ROOTS OF RESILIENCE | Mixed-media on rice paper mounted on canvas | 36” x 48” | 2024| Courtesy: Ashish Maurya

The exhibition is the product of collaboration. Maurya’s acknowledgement of those who have guided him and those who have guided him mirrored the themes of selflessness and resilience in his works. There were dignitaries and seasoned artists; such attendees validated the importance and significance of this exhibition.

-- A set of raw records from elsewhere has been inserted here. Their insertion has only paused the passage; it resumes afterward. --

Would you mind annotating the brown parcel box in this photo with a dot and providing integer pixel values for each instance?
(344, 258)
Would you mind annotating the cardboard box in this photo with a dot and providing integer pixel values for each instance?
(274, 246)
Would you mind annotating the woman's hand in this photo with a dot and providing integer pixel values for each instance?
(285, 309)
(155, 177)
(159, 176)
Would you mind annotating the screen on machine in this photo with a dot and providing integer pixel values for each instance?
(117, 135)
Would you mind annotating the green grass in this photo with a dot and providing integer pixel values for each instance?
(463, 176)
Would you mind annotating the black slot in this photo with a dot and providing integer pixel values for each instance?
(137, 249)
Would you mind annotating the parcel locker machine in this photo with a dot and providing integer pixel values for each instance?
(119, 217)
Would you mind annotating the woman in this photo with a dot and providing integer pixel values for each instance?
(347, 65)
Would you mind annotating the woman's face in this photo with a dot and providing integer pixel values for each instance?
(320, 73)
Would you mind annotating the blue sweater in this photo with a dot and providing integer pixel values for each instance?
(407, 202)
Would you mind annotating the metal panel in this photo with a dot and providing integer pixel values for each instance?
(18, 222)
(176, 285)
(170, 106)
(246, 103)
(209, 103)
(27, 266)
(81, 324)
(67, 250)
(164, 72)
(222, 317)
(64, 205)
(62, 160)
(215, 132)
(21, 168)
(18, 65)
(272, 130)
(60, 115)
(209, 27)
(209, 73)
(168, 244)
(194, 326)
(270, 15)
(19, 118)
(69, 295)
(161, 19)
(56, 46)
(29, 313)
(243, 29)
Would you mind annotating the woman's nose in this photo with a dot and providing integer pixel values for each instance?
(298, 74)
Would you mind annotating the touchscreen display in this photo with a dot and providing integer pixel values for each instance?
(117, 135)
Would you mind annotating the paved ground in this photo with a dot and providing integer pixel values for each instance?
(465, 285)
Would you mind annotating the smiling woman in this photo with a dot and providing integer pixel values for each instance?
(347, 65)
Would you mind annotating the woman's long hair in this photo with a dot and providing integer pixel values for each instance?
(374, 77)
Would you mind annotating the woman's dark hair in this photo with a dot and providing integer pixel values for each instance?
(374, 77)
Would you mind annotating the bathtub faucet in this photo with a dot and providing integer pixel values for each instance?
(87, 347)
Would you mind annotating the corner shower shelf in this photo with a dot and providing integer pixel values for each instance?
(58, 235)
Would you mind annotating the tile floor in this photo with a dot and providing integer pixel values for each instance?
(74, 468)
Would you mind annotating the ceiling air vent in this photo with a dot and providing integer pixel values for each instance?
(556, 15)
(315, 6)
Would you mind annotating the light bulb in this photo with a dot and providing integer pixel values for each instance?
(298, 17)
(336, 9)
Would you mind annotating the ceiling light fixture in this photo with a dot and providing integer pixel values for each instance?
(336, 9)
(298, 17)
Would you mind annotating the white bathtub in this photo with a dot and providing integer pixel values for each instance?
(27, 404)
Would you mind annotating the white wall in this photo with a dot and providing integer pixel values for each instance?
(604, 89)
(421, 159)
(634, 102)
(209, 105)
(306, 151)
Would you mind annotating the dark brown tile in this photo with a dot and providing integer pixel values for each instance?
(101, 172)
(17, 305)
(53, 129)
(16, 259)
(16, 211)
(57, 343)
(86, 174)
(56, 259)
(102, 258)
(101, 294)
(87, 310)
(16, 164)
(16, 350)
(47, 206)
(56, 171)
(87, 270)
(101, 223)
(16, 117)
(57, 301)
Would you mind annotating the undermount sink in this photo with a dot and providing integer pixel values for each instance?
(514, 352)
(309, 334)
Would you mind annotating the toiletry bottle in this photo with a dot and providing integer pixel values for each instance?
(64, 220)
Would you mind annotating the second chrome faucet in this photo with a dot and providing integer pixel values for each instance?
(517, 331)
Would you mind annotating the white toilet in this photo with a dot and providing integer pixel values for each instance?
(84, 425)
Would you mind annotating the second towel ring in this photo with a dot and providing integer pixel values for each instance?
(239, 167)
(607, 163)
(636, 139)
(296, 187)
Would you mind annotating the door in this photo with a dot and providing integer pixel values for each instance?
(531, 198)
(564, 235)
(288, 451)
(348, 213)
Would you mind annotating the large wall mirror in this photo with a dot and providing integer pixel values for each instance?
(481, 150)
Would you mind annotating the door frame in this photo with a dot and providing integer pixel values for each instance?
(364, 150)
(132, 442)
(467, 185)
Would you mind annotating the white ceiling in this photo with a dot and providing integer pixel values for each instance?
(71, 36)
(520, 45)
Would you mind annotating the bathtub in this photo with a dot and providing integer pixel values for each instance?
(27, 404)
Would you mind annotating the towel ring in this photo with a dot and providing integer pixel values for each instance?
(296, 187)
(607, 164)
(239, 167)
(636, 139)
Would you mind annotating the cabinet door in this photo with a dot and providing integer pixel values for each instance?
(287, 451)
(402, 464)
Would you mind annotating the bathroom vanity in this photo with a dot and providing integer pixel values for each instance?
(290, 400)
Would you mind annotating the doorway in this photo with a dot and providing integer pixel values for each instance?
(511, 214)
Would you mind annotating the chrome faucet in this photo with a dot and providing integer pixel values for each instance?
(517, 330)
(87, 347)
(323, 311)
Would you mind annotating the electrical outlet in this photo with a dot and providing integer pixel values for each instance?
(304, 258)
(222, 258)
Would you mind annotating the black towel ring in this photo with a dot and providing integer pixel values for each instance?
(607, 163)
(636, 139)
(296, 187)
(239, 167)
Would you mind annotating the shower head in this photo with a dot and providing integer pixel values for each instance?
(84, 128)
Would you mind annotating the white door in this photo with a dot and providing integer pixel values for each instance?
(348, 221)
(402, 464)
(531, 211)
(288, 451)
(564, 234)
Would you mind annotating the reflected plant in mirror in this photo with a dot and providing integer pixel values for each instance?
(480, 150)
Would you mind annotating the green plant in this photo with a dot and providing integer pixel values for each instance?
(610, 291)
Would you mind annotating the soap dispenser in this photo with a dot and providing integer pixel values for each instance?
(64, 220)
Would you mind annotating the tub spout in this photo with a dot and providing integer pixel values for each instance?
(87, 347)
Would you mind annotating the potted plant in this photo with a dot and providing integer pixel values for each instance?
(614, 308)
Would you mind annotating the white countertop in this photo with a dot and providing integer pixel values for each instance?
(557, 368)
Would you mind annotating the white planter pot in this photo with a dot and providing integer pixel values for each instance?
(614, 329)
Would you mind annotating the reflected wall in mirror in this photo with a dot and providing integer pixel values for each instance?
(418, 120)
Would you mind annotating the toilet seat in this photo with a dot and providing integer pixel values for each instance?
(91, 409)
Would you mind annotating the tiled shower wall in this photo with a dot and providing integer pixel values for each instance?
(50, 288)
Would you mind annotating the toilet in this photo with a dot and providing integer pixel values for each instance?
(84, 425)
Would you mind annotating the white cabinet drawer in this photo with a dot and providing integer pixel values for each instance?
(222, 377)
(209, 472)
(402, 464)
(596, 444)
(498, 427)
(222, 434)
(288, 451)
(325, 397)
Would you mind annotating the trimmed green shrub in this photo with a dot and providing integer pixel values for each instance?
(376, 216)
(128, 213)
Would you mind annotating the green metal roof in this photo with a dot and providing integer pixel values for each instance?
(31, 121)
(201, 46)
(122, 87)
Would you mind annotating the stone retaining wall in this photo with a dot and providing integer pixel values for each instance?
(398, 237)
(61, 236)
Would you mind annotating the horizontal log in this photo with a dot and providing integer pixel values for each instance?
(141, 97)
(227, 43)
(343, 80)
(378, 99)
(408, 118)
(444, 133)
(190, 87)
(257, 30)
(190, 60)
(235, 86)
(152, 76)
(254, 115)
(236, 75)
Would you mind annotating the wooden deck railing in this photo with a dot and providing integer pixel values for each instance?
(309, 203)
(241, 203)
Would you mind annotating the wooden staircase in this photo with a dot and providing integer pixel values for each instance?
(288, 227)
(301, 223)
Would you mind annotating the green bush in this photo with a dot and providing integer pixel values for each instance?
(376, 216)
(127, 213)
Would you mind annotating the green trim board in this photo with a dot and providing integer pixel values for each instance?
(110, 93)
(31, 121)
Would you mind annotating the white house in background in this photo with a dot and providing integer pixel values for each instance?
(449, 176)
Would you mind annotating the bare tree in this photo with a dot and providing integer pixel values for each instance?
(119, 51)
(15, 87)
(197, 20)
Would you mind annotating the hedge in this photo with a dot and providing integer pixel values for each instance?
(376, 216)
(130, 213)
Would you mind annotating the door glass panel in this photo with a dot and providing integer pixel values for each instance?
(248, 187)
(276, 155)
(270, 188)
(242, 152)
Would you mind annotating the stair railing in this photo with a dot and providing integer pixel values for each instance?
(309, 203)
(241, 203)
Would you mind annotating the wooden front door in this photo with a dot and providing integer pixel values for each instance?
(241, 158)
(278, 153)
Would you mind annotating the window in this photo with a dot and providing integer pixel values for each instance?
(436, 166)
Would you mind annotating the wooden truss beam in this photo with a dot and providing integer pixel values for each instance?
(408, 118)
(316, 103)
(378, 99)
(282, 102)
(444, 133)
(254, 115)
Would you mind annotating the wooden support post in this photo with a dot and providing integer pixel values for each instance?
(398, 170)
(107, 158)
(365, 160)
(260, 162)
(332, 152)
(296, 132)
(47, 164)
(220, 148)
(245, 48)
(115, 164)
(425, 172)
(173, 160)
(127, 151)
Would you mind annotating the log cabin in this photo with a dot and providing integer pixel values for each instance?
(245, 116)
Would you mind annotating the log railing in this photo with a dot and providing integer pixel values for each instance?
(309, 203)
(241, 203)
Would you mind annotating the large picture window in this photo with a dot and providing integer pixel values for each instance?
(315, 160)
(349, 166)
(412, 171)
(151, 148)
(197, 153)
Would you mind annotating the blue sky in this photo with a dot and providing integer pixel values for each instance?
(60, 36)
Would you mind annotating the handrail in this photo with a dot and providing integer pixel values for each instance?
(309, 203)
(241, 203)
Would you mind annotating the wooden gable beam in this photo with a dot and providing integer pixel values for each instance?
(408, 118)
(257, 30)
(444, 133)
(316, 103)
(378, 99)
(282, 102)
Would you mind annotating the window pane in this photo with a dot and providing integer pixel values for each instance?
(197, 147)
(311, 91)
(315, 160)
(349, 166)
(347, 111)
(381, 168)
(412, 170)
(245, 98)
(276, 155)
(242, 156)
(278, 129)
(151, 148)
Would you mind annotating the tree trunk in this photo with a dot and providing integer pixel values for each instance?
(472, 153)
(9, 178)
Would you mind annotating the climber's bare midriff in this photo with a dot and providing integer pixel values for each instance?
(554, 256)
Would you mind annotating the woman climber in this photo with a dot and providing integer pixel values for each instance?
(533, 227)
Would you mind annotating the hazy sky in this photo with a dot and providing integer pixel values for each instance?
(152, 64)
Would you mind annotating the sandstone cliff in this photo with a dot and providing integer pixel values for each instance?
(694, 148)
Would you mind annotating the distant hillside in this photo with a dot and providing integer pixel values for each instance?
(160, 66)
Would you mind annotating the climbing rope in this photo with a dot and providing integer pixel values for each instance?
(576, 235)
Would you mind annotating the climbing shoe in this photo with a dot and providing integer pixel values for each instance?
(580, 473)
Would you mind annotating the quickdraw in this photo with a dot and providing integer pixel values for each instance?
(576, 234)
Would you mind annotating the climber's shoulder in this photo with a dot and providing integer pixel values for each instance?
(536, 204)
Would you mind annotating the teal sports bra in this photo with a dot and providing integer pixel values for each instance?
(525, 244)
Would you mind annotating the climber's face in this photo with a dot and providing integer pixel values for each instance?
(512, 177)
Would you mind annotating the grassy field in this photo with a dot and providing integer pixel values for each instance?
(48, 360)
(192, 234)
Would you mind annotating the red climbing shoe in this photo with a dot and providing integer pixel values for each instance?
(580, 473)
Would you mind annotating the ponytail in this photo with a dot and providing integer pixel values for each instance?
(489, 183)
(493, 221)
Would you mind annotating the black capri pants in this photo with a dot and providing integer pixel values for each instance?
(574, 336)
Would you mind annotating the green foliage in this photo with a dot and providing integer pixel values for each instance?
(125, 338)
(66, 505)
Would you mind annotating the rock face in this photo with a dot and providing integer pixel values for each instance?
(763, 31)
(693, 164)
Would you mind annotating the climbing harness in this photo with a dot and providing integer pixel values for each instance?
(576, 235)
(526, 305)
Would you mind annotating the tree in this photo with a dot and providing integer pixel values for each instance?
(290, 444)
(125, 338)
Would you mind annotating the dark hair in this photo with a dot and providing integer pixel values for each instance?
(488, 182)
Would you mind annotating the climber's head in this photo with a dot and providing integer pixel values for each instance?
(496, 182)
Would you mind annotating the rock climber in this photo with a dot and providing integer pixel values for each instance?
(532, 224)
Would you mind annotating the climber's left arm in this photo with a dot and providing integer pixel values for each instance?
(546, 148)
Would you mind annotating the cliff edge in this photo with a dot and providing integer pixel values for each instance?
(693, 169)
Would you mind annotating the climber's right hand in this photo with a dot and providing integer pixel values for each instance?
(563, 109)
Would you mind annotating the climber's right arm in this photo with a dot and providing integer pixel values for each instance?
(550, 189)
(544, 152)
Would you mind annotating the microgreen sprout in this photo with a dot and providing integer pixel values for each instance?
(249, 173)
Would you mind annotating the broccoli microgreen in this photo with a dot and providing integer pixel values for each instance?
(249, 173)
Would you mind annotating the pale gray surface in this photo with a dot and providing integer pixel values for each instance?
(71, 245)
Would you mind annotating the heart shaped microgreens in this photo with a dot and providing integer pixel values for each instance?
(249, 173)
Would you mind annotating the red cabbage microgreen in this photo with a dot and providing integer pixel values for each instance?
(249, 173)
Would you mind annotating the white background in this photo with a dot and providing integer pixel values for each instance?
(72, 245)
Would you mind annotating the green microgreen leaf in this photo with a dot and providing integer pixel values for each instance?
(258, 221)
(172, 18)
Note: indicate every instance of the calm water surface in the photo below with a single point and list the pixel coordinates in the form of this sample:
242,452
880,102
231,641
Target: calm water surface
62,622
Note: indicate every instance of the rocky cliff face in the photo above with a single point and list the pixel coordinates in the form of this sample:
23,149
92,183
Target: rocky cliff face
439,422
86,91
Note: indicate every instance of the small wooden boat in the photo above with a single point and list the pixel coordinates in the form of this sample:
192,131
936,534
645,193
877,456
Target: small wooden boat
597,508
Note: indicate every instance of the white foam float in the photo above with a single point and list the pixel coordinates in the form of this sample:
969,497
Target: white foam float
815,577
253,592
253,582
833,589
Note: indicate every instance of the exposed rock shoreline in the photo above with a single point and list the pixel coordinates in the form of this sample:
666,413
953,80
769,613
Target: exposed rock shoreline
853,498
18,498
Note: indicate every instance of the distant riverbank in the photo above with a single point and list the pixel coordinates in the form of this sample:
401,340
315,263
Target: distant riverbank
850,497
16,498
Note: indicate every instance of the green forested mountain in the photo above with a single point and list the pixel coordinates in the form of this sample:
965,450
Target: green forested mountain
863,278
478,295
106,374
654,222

Left: SHELTER BEYOND SEASONS | Mixed-media on rice paper mounted on canvas | 18” x 20” | 2024; Right:
NATURE’S FOOTPRINTS: A LIVING MEMORY | Mixed-media on tissue paper mounted on canvas | 16” x 18” | 2022| Courtesy: | Courtesy: Ashish Maurya

To call Trees Don’t Eat Their Own Fruits an exhibition is to misperceive what exhibition is: an exhibition is a philosophical process of art. Maurya’s talent for bringing together rural tradition and urban critique makes for a shuddering contemplation of life as we live it today. A call to arms, this presenting exhibition offers viewers a way to think about labour, environmental justice, and cultural identity and honours everyone who gives so freely, without expectation.

Ashish Kumar Maurya’s work is a masterclass in narrative depth and artistic integrity and it makes Trees Don’t Eat Their Own Fruits a highlight of the Indian art calendar.